Porém, neste assunto há algo preocupante: a reação do partido do governo ao qualificar os atos de escracho como “nazis”. E os excessos sempre são mais censuráveis quando protagonizados a partir do poder.

No dia 13, María Dolores de Cospedal, presidente da comunidade autônoma de Castilla-La Mancha, rotulou os escrachos de “nazismo puro”. Também de modo imprudente afirmou que essa prática “recorda a Espanha dos anos 1930”.

Outros dirigentes populares se somaram à (des)qualificação. Esperanza Aguirre, presidente da comunidade autônoma de Madri, afirmou que aqueles contrários ao despejo são “energúmenos… seguidores das juventudes hitlerianas ou das patrulhas castristas em Cuba”. Outros os chamaram de “imitadores da bandidagem dos seguidores da ETA no País Basco”.
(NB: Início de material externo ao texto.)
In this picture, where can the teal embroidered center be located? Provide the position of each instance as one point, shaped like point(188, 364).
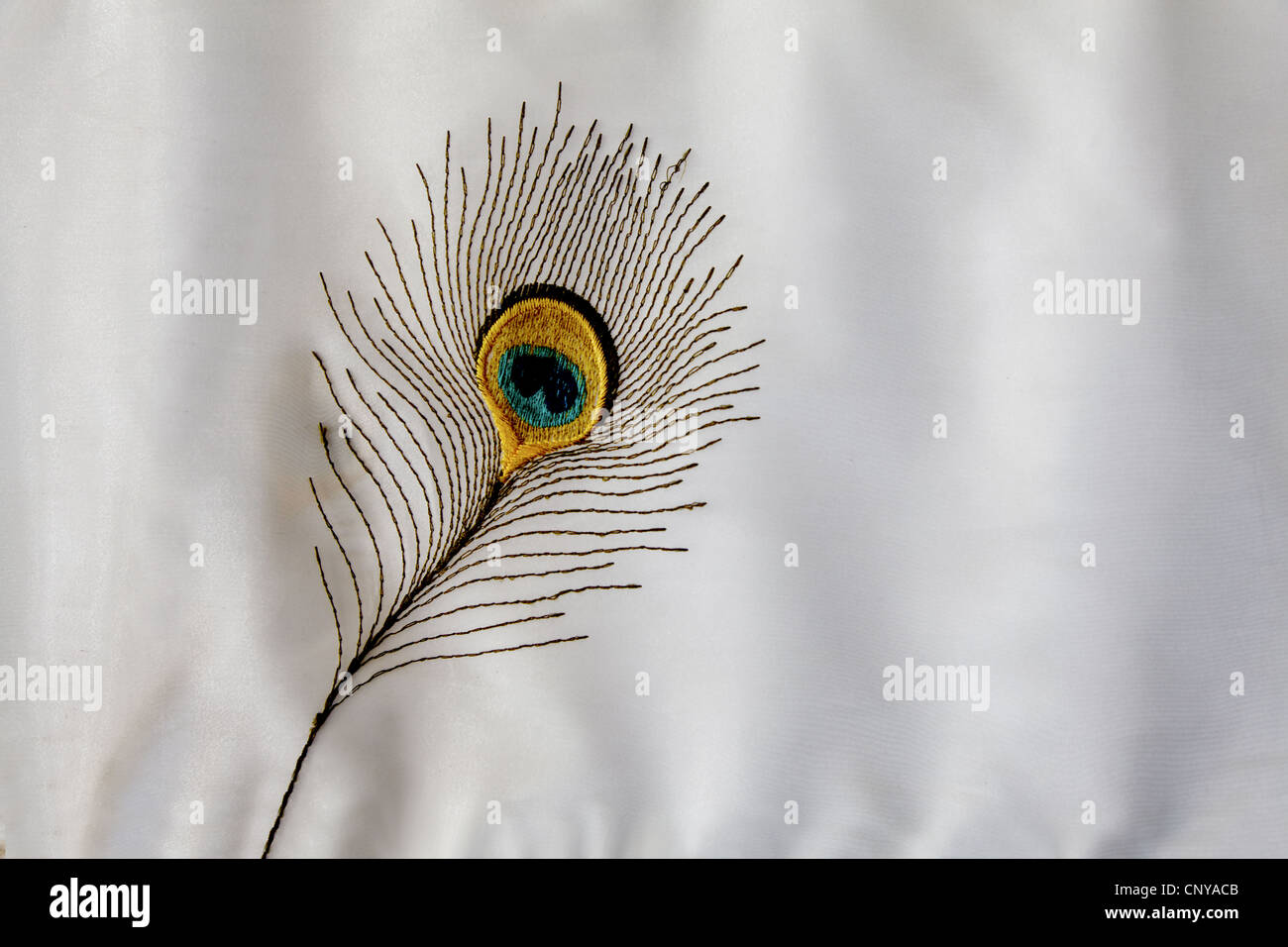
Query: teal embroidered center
point(544, 386)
Como apontaram alguns comentaristas, a reiterada utilização do termo “nazismo”, por parte de membros do PP contra os ativistas da Plataforma dos Afetados pela Hipoteca, é perigosa porque banaliza o que realmente significa o nazismo.

Equipará-los com os nazistas e os colaboradores da ETA não é apenas um excesso inaceitável, mas também um insulto às vítimas do nazismo e da ETA. E aos 59% dos espanhóis que, por aceitarem os escrachos, teriam de ser considerados nazistas ou “etarras”.

Que não seja equiparável à ETA e aos nazistas não converte em democrática esta forma de ação.

Contudo, como se pode colocar no mesmo nível o que constitui uma infração administrativa, ou talvez uma falta de coação, e o extermínio de 11 milhões de pessoas? Um partido democrático, e mais, no exercício do poder, não pode recorrer a tal desqualificação dos que discordam dele, sem provocar um arrepio. Envolverde/IPS

* Guillermo Medina é jornalista e ex-parlamentar espanhol.